When I reached the last page of the Starry Messenger and felt relieved, I came across a sentence that struck me.
“It is known that the interposition of terrestrial vapors makes the sun and moon appear large while the fixed stars and planets are made to appear smaller.” (Galileo 58)
The reason it caught my attention is that while Galileo understood of the similarity between the natural machine and the artificial one, he also knew that there is in fact a difference in effect that the two can produce. And Shapin also acknowledges this notion by stating that
“…except that the former must necessarily be proportioned in size to the hands of their builders, whereas the machines that produce natural effects may be so small as to be invisible.” (Shapin 32)
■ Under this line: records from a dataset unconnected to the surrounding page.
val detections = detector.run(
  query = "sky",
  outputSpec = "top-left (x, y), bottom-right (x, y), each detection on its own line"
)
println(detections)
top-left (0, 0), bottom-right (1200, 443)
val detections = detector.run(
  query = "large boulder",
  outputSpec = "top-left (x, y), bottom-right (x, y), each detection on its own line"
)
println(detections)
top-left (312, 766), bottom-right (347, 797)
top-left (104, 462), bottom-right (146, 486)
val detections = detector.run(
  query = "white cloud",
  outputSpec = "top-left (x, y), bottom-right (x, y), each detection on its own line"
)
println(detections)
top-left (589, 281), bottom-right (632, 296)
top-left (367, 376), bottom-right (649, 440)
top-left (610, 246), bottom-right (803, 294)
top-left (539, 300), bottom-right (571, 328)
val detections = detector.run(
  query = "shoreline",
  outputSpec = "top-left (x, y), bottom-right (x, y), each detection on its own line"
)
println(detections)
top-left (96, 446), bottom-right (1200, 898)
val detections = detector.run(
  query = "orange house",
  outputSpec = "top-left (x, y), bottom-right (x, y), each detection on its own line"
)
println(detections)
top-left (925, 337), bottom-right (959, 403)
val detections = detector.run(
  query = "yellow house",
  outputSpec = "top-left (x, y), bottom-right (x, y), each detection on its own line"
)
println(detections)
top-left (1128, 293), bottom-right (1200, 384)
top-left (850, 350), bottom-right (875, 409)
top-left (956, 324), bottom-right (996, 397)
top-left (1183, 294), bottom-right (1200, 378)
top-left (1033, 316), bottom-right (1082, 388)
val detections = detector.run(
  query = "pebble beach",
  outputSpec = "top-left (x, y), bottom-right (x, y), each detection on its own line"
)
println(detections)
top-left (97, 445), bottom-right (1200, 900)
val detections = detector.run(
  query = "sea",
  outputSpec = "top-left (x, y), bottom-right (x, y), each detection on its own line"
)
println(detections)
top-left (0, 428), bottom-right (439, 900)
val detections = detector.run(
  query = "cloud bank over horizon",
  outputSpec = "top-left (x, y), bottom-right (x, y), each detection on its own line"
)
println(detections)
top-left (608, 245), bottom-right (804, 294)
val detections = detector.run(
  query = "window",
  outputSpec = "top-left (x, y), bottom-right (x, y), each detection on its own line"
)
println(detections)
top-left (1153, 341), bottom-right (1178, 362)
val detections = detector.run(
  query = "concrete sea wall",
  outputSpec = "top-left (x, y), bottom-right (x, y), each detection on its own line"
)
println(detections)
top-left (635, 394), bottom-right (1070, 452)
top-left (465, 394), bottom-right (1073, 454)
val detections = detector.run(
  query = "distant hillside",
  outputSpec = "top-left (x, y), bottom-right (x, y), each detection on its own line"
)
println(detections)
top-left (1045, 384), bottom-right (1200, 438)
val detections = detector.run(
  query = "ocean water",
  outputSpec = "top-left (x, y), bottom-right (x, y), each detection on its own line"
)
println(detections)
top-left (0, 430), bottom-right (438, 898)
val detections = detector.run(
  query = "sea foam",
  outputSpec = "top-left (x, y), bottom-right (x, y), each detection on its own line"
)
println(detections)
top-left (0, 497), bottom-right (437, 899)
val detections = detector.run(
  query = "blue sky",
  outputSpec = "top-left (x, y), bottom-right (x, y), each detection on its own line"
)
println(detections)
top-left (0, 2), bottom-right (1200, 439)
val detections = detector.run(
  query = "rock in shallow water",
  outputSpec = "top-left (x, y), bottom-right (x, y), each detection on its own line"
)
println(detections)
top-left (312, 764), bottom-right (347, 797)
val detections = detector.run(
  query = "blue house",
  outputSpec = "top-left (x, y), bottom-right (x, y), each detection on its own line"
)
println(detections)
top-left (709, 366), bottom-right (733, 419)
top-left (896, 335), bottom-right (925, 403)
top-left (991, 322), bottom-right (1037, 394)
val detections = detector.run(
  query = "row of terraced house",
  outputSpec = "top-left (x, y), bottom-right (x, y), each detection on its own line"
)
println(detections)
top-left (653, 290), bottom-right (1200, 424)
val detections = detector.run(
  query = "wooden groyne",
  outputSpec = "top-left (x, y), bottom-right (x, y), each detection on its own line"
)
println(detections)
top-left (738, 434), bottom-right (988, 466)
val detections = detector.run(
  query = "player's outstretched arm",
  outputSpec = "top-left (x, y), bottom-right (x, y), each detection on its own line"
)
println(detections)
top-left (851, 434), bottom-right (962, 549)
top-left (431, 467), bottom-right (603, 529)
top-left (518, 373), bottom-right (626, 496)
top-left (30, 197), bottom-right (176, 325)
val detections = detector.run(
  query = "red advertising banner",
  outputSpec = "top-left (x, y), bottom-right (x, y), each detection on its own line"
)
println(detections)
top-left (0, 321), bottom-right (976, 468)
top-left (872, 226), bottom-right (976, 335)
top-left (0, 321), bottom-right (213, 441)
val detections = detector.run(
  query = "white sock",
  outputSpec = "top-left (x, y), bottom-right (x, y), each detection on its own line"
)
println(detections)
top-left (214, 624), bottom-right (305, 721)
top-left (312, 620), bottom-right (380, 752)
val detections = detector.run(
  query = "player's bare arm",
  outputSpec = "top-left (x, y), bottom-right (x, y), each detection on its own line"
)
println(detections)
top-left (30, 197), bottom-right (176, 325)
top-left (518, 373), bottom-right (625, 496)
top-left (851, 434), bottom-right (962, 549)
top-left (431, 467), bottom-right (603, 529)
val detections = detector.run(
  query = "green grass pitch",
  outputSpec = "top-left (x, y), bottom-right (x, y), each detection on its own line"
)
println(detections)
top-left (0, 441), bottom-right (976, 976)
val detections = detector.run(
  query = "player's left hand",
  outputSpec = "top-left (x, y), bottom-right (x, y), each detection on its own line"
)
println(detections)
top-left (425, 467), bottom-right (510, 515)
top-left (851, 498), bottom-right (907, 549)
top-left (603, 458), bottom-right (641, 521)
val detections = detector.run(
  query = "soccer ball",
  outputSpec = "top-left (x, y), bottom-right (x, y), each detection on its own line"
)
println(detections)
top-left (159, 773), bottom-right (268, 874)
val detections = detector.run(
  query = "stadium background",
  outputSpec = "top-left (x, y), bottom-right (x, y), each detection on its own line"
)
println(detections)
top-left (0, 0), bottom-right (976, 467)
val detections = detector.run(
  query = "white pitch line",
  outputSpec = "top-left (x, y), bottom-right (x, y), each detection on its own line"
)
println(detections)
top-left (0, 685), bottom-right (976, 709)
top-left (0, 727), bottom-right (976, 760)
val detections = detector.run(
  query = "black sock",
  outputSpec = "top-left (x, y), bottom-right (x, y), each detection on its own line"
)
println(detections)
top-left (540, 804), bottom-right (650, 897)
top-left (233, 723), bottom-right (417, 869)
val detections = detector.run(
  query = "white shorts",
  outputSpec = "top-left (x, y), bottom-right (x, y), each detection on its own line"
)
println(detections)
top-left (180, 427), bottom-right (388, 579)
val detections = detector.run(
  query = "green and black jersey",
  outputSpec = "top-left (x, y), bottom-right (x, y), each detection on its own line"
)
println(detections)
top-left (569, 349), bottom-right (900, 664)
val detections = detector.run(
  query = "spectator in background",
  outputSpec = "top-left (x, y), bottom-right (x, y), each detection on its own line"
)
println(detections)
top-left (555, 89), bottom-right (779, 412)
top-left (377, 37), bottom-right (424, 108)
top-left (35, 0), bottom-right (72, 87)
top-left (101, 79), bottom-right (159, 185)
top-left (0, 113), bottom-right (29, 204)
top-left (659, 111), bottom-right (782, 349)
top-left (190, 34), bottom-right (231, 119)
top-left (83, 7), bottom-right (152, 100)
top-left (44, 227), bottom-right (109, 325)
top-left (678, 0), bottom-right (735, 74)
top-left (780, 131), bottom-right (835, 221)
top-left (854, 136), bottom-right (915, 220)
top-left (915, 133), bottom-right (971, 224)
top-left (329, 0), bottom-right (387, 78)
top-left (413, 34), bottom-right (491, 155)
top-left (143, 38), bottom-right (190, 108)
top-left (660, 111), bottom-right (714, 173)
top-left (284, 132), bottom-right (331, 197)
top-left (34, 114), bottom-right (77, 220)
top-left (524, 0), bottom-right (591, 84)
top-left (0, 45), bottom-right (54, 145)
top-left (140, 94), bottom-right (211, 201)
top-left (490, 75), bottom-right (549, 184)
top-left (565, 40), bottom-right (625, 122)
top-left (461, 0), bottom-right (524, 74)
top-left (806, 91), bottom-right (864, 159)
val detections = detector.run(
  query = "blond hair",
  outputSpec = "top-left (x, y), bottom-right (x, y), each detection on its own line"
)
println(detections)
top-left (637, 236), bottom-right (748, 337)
Galileo knew that in order to go beyond where Aristotelian natural philosophers have reached, he needed an instrument that could provide him with the visual information and the means of verification.
And his telescope did just that; it provided him with the incredible views that has never been explored before him. The illustrations and diagrams in Starry Messenger owe a great credit to Galileo”s telescope and the believers of Galileo in turn owe a great credit to his illustrations and diagrams.
There is no doubt that Galileo”s work in Starry Messenger has set the standard for the modern scientific experiment. The experiments conducted at schools today require students to come up with a question, formulate a hypothesis, identify the control and the experimental group, etc. This typical genre of scientific experiment is taught in schools and is practiced by modern scientists. Using this method, one can easily find out whether or not if his/her hypothesis was right and only the experiments conducted with this method are accepted by the majority.
If one has perused and understood Galileo”s writing in Starry Messenger, he/she would be able to identify all of the elements that are required in the modern scientific experiments. Needless to say, he provides countless observations and records. In order to explain why the lighted part of the moon does not appear to be perfectly elliptical but rather the line formed by the lighted parts and dark spots irregularly crosses the ideal line, he asks the following question to provide a logical answer:
“And on earth, before the rising of the sun, are not the highest peaks of the mountains illuminated by the sun”s rays while the plains remain in shadow?” (Galileo 33)
If the moon is considered an experimental group, the phenomenon on earth explained above would be considered as a control group that retains similar characteristics but give a different result depending on the experiment. He goes on with a few more of the similar questions just to make sure to have his readers understand but this is only a part of countless examples that Galileo provides of the elements found in a modern scientific experiments.
Galileo indeed is indispensable individual if we are to make a list of “the most influential contributors to the scientific revolution and the establishment of modern science.” He has definitely set the standard for the modern scientific experiment. I remember drawing pictures of cells bacteria and recording my observations after looking through a microscope in high school. And that is just what Galileo did when he wrote Starry Messenger. Thus Galileo is a big contributor to the scientific revolution in that sense; he has truly defined what an acceptable scientific experiment ought to be.